There may be circumstances in which deploying services into ALZ are blocked by policy, as an example, managed services that can potentially fail to deploy to ALZ due to being blocked by enforced policies, such as public network access should be disabled for PaaS services or deny network interfaces having a public IP associated. When a service is deployed to ALZ, be mindful of default ALZ Policies and understand which policy is being violated. If the service such a Service Fabric Managed Cluster fails due to security reasons, you can follow several workarounds:

• create an exclusion where you can exclude a specific scope of resources to be excluded from the policy assignment
• create a temporary policy exemption where you can exclude a specific scope of resources to be excluded from the policy assignment for the duration of deployment (recommended)

Azure Policy exemptions are used to exempt a resource hierarchy or an individual resource from evaluation of a definition.

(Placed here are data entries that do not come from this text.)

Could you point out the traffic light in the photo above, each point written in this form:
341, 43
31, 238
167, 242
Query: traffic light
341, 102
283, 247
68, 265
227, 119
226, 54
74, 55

Resources that are exempt count toward overall compliance but can’t be evaluated or have a temporary waiver. If you want to monitor a resource that is non-compliant by design, you may use an exemption. If you do not want to monitor a resource by a default policy, you may use an exception.

As new Azure regions come online, they are rolled out in a phased approach and whilst the region may be available for use, not all features may be available during the early period. For Azure landing zones this means that you may experience unexpected deployment failures where certain components may not be available. As ALZ provides different options and selections no 2 deployments may be the same and therefore deployment outcomes can differ. Should you experience an issue deploying ALZ to a new region please raise a support ticket for review.